I'm trying to train a light gradient boosting machine classification algorithm (LGBMClassifier). I have three classes in my data, and I assigned them -1, 0 and 1. These labels hold specific meaning, so I would not like to change them to other labels (like 0, 1 and 2).
When I try to train the model, I get the following error message:
Label must be in [0, 3), but found -1 in label
It is a requirement that if I have three labels, they have to be designated 0,1 and 2?
Update #1
Thanks JST99, this is the correct approach. I defined it as below and it worked correctly. Take note, when you run predict, the output is a probability vector of length n_classes, and if you convert this to the class with the highest probability using np.argmax
you will have classes ranging from 0 to n (ie you have to take care to convert this back to your original classes, [-1,0,1] in my case).

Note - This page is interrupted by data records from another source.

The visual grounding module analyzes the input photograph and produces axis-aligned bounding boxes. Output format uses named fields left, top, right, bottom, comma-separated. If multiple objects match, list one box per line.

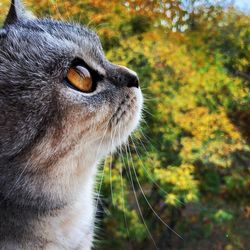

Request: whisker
left=128, top=141, right=184, bottom=240
left=125, top=146, right=158, bottom=249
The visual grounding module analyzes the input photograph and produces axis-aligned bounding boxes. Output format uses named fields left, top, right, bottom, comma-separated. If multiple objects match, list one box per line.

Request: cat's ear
left=4, top=0, right=33, bottom=27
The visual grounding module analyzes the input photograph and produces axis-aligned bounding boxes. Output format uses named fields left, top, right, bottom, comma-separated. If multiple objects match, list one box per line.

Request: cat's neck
left=0, top=157, right=96, bottom=249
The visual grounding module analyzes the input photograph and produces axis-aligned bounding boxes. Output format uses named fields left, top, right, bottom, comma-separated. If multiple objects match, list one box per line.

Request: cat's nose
left=112, top=65, right=139, bottom=88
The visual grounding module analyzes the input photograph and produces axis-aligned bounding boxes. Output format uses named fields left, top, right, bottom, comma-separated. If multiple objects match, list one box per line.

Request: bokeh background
left=0, top=0, right=250, bottom=250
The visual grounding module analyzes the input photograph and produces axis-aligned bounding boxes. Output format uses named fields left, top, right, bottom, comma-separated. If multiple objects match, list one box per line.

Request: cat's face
left=0, top=0, right=142, bottom=172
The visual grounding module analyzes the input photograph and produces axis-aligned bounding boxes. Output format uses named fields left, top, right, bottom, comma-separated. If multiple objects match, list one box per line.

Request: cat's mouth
left=110, top=94, right=138, bottom=129
left=110, top=94, right=137, bottom=128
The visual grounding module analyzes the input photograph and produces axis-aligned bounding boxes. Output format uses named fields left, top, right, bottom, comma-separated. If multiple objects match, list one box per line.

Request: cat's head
left=0, top=1, right=142, bottom=168
left=0, top=0, right=142, bottom=207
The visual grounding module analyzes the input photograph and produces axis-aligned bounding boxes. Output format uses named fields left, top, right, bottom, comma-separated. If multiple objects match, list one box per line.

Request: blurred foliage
left=0, top=0, right=250, bottom=250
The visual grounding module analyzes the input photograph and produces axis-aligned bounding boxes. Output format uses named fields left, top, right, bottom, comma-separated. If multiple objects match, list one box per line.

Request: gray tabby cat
left=0, top=0, right=142, bottom=250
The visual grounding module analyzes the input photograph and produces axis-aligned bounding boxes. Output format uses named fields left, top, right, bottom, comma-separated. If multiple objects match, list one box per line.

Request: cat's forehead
left=3, top=19, right=105, bottom=73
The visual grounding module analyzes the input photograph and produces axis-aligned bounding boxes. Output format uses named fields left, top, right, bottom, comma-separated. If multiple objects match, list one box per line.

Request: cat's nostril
left=127, top=74, right=140, bottom=88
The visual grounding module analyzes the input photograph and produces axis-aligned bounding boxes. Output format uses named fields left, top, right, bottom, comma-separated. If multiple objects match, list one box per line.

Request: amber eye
left=67, top=66, right=93, bottom=92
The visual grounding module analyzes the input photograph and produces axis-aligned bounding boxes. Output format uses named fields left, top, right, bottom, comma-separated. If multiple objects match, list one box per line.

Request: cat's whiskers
left=125, top=142, right=158, bottom=249
left=118, top=121, right=130, bottom=242
left=128, top=138, right=183, bottom=240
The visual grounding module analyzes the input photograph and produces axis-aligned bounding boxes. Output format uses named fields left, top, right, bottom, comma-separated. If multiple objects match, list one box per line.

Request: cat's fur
left=0, top=0, right=142, bottom=250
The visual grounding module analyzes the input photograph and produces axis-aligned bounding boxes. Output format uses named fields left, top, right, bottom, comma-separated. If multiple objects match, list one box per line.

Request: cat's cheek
left=114, top=88, right=143, bottom=147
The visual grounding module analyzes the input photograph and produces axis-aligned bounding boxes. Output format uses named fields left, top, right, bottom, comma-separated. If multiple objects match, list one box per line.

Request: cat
left=0, top=0, right=143, bottom=250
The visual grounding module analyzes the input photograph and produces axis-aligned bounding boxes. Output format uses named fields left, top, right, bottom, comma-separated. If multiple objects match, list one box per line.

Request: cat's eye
left=67, top=65, right=93, bottom=92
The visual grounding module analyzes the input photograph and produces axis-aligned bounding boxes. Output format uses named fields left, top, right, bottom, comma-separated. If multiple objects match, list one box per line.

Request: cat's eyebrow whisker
left=128, top=140, right=184, bottom=240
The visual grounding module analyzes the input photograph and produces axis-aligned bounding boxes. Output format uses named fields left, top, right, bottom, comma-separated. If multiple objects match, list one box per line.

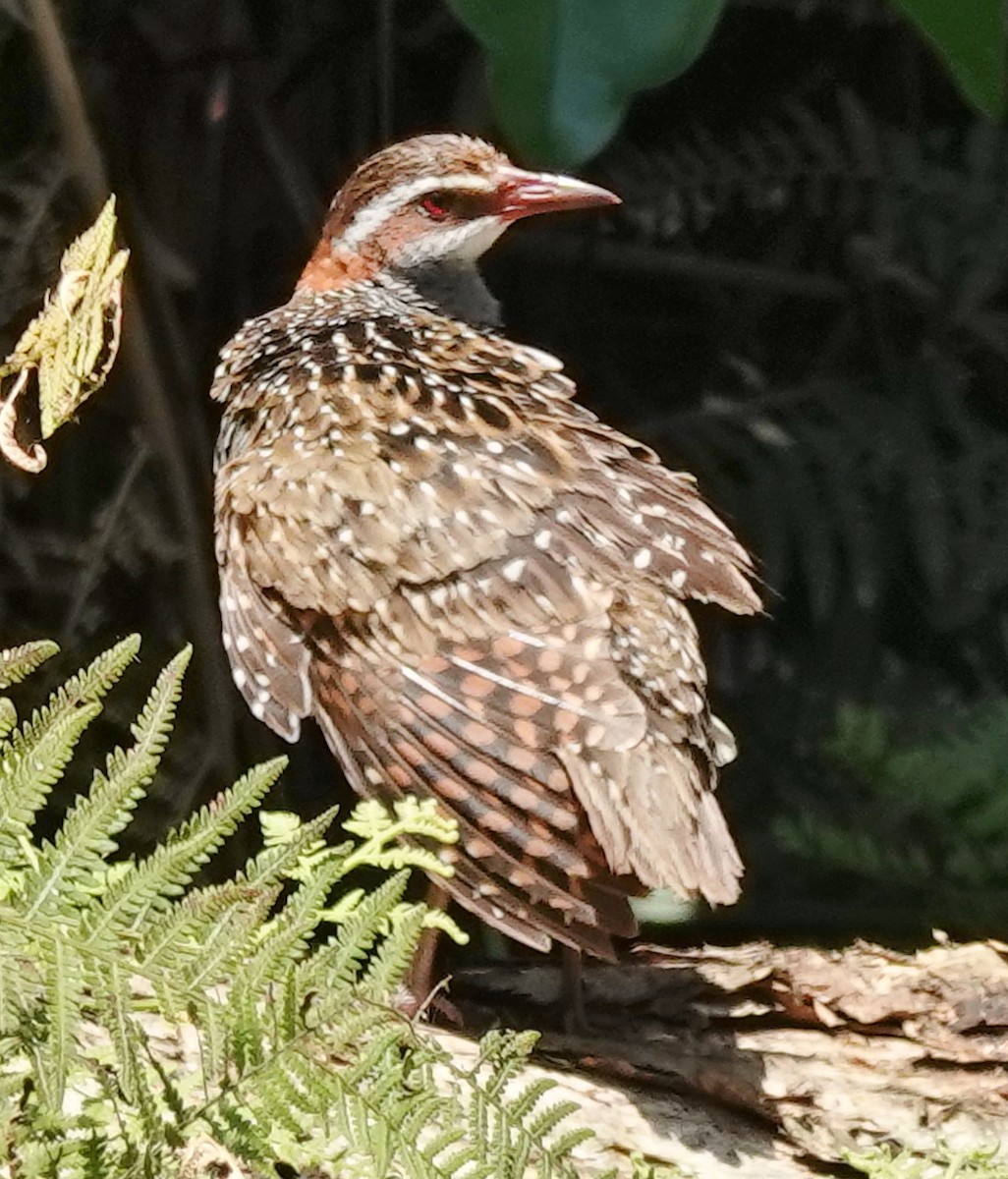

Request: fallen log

hyperparameter_dictionary = {'task': 'train',
'boosting_type': 'gbdt',
'objective': 'multiclass',
'metric': 'multi_logloss',
'num_leaves': 100,
'learning_rate': 0.05,
'feature_fraction': 0.9,
'bagging_fraction': 0.9,
'bagging_freq': 0,
'verbose': -1,
'num_class': 3,
'classes': [-1, 0, 1]
}
model = lgb.LGBMClassifier(**hyperparameter_dictionary)
model.fit(X,y)
According to the docs, you can specify an additional kwarg
argument classes
when initializing the classifier. Specifically, classes
is of
Type: array of shape = [n_classes]
Therefore, we can try something like
clf = lightgbm.LGBMClassifier(..., classes=[-1, 0, 1])